Pour Laurent G., membre de la Coordination des intermittents et précaires (CIP), les choses sont allées plus loin. Ayant participé à une action d’accompagnement d’intermittents en bisbille avec l’agence de la rue Vic-d’Azir, il s’est retrouvé poursuivi pour « outrage à Pôle emploi ». La directrice a motivé sa plainte par le fait qu’ «  il vient régulièrement à notre agence pour se plaindre de la qualité de notre travail » et qu’il aurait traité les agents d’ «   incompétents » , de « fainéants » et de « bons à rien  ». Mais des témoins sont venus attester de la réalité des dysfonctionnements de Pôle emploi, et le procureur lui-même a admis que la plainte avait  « un fondement juridique fragile » . En effet, le délit d’outrage ne s’applique pas aux personnes morales. Le 13 décembre, le tribunal a donc confirmé la relaxe. 
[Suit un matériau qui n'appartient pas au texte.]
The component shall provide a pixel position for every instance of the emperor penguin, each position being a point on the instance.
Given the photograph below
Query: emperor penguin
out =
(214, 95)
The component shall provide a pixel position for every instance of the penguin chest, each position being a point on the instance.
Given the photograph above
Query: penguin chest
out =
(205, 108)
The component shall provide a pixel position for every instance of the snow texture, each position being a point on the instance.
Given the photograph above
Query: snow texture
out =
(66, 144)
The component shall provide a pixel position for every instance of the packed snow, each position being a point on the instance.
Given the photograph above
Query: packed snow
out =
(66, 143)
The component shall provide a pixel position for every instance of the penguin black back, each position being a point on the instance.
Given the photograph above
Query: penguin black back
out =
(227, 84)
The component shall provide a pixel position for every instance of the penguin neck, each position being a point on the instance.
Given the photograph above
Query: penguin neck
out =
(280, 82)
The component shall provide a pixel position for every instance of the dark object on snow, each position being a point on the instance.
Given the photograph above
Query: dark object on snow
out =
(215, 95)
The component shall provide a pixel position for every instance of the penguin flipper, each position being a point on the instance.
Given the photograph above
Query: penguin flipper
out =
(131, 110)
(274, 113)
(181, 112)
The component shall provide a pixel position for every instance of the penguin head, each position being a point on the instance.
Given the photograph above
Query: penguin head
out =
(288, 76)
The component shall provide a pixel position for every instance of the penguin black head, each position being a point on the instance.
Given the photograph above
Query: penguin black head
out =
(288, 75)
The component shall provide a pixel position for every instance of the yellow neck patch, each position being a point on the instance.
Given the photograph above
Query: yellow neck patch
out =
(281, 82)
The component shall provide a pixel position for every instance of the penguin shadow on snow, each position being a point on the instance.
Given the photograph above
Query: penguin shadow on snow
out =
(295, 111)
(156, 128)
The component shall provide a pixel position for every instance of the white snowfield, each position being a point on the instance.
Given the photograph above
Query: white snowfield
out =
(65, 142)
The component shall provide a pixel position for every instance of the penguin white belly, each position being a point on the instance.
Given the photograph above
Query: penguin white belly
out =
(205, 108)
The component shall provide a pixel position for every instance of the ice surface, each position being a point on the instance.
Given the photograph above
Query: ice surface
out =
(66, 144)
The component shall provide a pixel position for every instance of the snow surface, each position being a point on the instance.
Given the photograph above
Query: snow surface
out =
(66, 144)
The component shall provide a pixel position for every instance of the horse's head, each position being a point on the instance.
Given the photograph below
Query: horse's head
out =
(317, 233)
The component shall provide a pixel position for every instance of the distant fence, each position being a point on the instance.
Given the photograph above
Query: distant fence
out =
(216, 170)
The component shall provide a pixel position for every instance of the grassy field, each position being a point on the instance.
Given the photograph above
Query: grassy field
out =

Le même jour, une autre affaire était jugée à la 28e chambre correctionnelle de Paris. En cause, deux citoyens, Michel B. et Jean-Paul L. accusés de violence envers agents et rébellion. Ces deux quidams étaient venus en juin, avec d’autres, chanter « Hécatombe » de Brassens sous les fenêtres de la préfecture de police de Paris. La chorale avait été improvisée en soutien à un homme condamné pour avoir sans vergogne diffusé plein pot la chanson de Brassens au passage de la maréchaussée. Le préfet ayant donné l’ordre de disperser les chanteurs irrévérencieux, une bousculade s’était ensuivie dans les escaliers du métro. Bilan : des blessures pour Michel B. et Jean-Paul L., un calot tombé et une oreillette arrachée côté policiers. Vu «  la difficulté de distinguer ce qui relève de violences et ce qui relève de bousculade » et «  le manque de précision des gendarmes », la procureure décide de ne pas poursuivre. Elle a néanmoins souligné qu’ « on ne chante pas n’importe quoi n’importe où » . Pour l’avocat des chanteurs de Brassens, Me Jean-Yves Halimi, il n’y avait pas de troubles à l’ordre public. C’est la décision discrétionnaire du préfet et l’évacuation forcée via le métro qui ont créé le problème, et ses clients réfléchissent à leur tour à déposer une plainte au pénal.